En écoutant les promesses des candidats et notamment celles du candidat du régime militaire, on pourrait se laisser aller à savourer les bons mots et les bonnes intentions qui se dégagent de leurs discours.

C’est si simple de croire sur parole, surtout quand on en a envie et besoin. C’est parfaitement humain. Offrir le bénéfice du doute à quelqu’un qui va diriger vos vies pendant 5 ans, ce n’est pas une mince affaire. Un tel choix devrait se baser sur l’expérience de l’exercice du pouvoir que vous avez eu auparavant.

Il ne suffit pas de vous fier à des réputations, qui sont pour la plupart construites sur des fondations mensongères. Qu’un individu se comporte bien avec sa famille et les membres de sa tribu ou avec d’autres entourages dépendants de lui, ce n’est pas une preuve de bonne conduite.

Dire ce que vous voulez faire c’est bien, mais comment vous allez le faire c’est beaucoup mieux.

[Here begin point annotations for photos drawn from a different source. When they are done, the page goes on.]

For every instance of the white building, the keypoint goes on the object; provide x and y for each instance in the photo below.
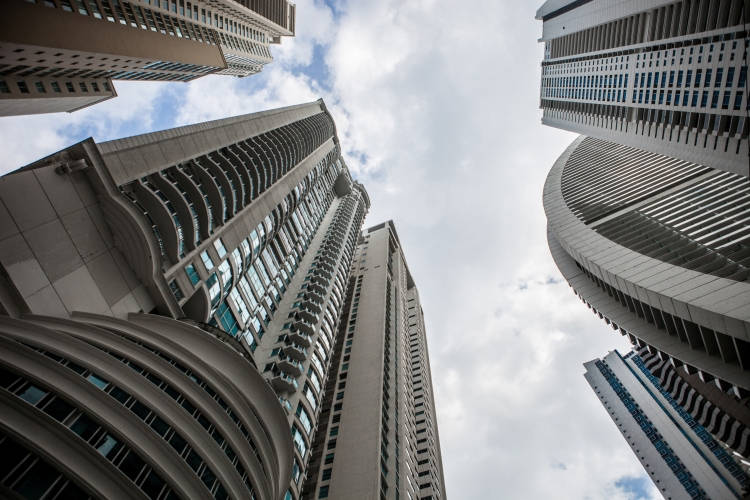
(680, 456)
(661, 75)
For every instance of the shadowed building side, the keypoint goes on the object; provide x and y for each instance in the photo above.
(151, 406)
(68, 56)
(664, 76)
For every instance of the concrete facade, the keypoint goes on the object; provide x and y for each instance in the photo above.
(67, 57)
(243, 227)
(378, 435)
(693, 311)
(682, 459)
(148, 407)
(665, 76)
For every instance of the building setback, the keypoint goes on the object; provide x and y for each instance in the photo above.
(682, 459)
(665, 76)
(62, 55)
(243, 227)
(377, 435)
(646, 216)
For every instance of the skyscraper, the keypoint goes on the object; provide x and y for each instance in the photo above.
(665, 76)
(244, 227)
(62, 55)
(219, 254)
(377, 434)
(646, 217)
(682, 459)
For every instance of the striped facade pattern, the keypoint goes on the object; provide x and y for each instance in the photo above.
(683, 460)
(244, 227)
(379, 395)
(306, 346)
(673, 283)
(723, 426)
(125, 409)
(185, 203)
(683, 214)
(686, 17)
(596, 73)
(70, 63)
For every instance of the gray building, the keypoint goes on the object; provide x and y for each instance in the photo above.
(377, 434)
(682, 459)
(647, 216)
(62, 55)
(658, 248)
(665, 76)
(243, 229)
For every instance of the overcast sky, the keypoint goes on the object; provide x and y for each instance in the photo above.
(437, 107)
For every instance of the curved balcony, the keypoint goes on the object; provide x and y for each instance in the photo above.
(286, 405)
(284, 383)
(290, 366)
(295, 351)
(304, 327)
(312, 305)
(322, 273)
(307, 316)
(300, 338)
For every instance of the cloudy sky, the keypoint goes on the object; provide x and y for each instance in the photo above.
(436, 105)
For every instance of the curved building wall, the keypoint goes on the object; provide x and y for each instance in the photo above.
(658, 248)
(125, 408)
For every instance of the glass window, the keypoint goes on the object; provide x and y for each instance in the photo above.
(227, 320)
(313, 377)
(33, 394)
(97, 381)
(192, 274)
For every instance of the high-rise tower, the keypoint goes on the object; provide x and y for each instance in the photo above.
(243, 227)
(62, 55)
(665, 76)
(647, 216)
(377, 434)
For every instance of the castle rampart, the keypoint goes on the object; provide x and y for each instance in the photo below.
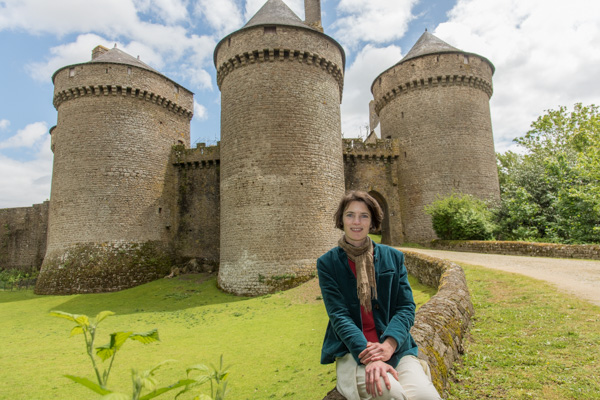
(115, 90)
(373, 167)
(197, 221)
(271, 55)
(23, 236)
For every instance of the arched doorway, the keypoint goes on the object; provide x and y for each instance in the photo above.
(385, 224)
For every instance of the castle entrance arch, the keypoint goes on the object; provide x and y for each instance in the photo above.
(386, 237)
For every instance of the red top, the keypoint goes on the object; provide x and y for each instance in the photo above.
(366, 316)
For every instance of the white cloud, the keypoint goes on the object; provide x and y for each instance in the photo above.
(198, 77)
(376, 21)
(66, 54)
(545, 54)
(61, 17)
(169, 11)
(224, 15)
(200, 112)
(368, 64)
(252, 6)
(27, 137)
(26, 182)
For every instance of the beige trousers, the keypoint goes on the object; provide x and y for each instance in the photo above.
(413, 384)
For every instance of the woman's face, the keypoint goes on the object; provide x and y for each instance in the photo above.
(357, 222)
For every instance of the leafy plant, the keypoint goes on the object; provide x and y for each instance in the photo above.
(141, 380)
(552, 191)
(461, 217)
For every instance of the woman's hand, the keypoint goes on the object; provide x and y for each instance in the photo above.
(378, 351)
(373, 372)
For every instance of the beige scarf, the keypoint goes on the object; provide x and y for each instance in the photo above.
(362, 256)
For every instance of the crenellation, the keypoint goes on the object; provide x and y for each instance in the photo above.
(271, 54)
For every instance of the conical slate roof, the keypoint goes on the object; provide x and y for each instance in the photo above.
(429, 44)
(117, 56)
(276, 12)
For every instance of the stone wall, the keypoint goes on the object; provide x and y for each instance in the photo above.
(437, 106)
(373, 168)
(441, 324)
(196, 224)
(587, 251)
(23, 236)
(116, 126)
(281, 154)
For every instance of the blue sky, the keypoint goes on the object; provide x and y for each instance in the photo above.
(546, 54)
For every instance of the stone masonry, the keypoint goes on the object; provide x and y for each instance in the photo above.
(130, 198)
(435, 101)
(281, 158)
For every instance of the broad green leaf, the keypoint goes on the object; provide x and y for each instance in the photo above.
(89, 384)
(82, 320)
(77, 330)
(160, 391)
(146, 337)
(116, 341)
(104, 352)
(157, 366)
(118, 338)
(198, 367)
(102, 315)
(148, 382)
(62, 314)
(193, 386)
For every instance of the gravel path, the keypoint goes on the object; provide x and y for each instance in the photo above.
(578, 277)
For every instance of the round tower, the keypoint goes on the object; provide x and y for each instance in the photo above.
(108, 221)
(436, 102)
(281, 150)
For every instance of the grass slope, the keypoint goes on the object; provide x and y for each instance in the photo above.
(272, 342)
(528, 341)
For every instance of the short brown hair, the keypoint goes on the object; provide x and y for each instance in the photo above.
(372, 205)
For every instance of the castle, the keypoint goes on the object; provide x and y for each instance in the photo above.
(130, 197)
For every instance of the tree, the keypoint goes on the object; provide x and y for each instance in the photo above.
(461, 217)
(552, 192)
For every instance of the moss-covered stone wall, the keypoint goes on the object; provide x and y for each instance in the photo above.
(104, 267)
(23, 236)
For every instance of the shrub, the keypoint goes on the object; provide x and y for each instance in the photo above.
(461, 217)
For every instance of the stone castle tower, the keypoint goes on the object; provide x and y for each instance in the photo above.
(130, 199)
(282, 172)
(117, 122)
(435, 101)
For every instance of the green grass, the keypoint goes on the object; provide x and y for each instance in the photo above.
(272, 342)
(529, 341)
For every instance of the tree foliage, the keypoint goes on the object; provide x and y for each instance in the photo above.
(461, 217)
(552, 191)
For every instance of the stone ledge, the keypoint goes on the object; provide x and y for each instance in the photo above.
(584, 251)
(441, 324)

Cela permet à ceux qui auraient l’idée de voter pour vous, de pouvoir distinguer dans vos actes, ce qui se rapporte à l’accomplissement des promesses faites.

Ensuite, parlons des personnes qu’ils choisissent pour les accompagner dans la conquête du pouvoir. Généralement, ce sont des individus dont on ne nous dit jamais quelles sont leurs compétences et leurs parcours. Ils sont dévoués aux candidats certes, mais le sont-ils aux Mauritaniens et à la Mauritanie ?

Nous autres de la diaspora Mauritanienne en France, nous savons ce à quoi madame l’ambassadeur de Mauritanie en France a servi. Elle était au service de la famille du général président Aziz. Femme à tout faire et dénuée d’une quelconque conscience politique, qui assiste au dîner du CRIF avec fierté. Non-contente de sa piètre prestation de représentation de la diplomatie Mauritanienne, elle agit aujourd’hui de concert avec un petit clan, pour contrôler et diriger la campagne présidentielle en France et en Europe.

Les opportunistes dont elle fait partie, ont pour plan de récupérer le travail de longue haleine effectué par le représentant du parti de l’UPR en France, nouvellement élu comme député des Mauritaniens de l’étranger (ISSA MANCEGA DIAWARA). Cette manœuvre qui en dit long sur les personnages que nous avons à notre tête, vous donne un échantillon de leur moralité. Madame l’ambassadeur et ses acolytes pensent qu’ainsi, ils pourront conserver les postes qu’ils ont déjà et en obtenir de nouveaux pour ceux qui n’en ont pas.

Dans des conditions pareilles, il me semble clair, que même au sein du parti de la majorité présidentielle, le changement ce n’est pas maintenant, ni demain, ni dans cinq ans.